OECD Tackling Harmful Tax Practices

News, Wealth

Countries around the world often design their tax policies to become attractive targets for foreign investment. These policies can be anything from a system with special preferences for certain industries to a well-designed tax system based on principles of sound tax policy. Systems that are rife with special preferences and complexities can create distortions in local jurisdictions and across the global economy.

Last month, the Organisation for Economic Co-operation and Development (OECD) released its most recent update on the peer review of harmful tax practices around the world. This effort is undertaken by OECD’s Forum on Harmful Tax Practices (FHTP) under Action 5: “Harmful tax practices” as part of the broader Base Erosion and Profit Shifting (BEPS) project. The aim of the initiative is to improve transparency and to prevent low-tax jurisdictions from attracting geographically mobile income without corresponding economic activity. For example, a business could move its patents and the corresponding income to a low-tax jurisdiction while conducting its research and development activities in a high-tax jurisdiction.

The FHTP for the first time reviewed whether the 12 jurisdictions identified as no-or-only-nominal-tax jurisdictions meet an economic substance requirement. A jurisdiction is considered a no-or-only-nominal-tax jurisdiction if it does not impose a corporate income tax or only a nominal corporate income tax to avoid the requirements. Jurisdictions that had already been reviewed were out of scope, unless they subsequently abolished their corporate income tax. The substance requirement aims to ensure that “mobile business income cannot be parked in a zero tax jurisdiction without the core business functions having been undertaken by the same business entity, or in the same location.”

The no-or-only-nominal-tax jurisdictions identified by the FHTP include Anguilla, the Bahamas, Bahrain, Barbados, Bermuda, British Virgin Islands, Cayman Islands, Guernsey, Isle of Man, Jersey, Turks and Caicos Islands, and the United Arab Emirates.
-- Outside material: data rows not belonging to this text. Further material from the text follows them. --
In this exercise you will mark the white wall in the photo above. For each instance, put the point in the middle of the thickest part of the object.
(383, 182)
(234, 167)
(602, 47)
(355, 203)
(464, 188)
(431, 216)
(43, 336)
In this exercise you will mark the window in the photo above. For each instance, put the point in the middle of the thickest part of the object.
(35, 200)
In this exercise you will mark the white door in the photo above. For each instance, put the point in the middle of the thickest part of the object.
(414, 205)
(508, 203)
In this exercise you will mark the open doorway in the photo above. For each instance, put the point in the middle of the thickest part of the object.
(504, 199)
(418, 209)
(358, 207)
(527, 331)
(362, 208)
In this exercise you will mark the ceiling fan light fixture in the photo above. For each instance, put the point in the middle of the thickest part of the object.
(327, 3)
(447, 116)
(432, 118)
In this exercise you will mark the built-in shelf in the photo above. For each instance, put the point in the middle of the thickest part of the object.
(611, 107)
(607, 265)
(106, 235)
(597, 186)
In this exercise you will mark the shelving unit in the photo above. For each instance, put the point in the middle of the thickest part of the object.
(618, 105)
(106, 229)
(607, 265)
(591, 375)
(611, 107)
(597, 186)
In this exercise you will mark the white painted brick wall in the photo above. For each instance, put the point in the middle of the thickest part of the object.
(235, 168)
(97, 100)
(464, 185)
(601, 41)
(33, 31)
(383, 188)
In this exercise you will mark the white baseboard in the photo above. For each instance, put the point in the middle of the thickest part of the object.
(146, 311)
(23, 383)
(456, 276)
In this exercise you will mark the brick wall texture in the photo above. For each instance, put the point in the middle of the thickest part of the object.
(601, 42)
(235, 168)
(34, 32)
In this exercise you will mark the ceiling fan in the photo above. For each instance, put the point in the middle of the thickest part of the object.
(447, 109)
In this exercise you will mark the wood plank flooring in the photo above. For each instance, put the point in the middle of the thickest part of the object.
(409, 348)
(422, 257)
According to the report, 11 of these jurisdictions’ domestic legal frameworks now meet the economic substance requirement and are therefore considered “not harmful.” The United Arab Emirates is required to make a further legislative change in order to comply with the standard.

Including the most recent update, the FHTP has now reviewed (or is currently reviewing) a total of 287 preferential tax regimes around the world that grant special tax treatment to certain entities, activities, or structures. Of these 287 preferential tax regimes, four are currently considered “harmful,” seven are “potentially harmful but not actually harmful,” 109 are “not harmful,” 15 are in the process of being eliminated or amended, three are not operational, and 76 have been abolished. Thirty-five are currently under review, 35 are considered out of scope, and three relate to disadvantaged areas.

Examples of preferential tax regimes that have been reviewed by FHTP are intellectual property (IP) regimes (also referred to as patent boxes). These regimes provide lower effective tax rates on income derived from IP assets. To prevent patent boxes from being used as a tool for profit shifting, countries have agreed on the so-called Modified Nexus Approach for IP Regimes, which limits the scope of qualifying IP assets and requires a link among R&D expenditures, IP assets, and IP income. As a result, countries have either abolished their patent boxes or implemented the Modified Nexus Approach.

Tax jurisdictions providing preferential tax regimes to attract mobile income without the underlying economic activity can constitute harmful tax competition. FHTP’s substance and transparency requirements are designed to limit such tax policy practices.

However, it is important to keep in mind that not all tax competition goes hand in hand with harmful tax practices. Tax competition based on sound economic principles, such as neutrality, simplicity, transparency, and stability, can improve a country’s tax code, fostering investment and economic growth.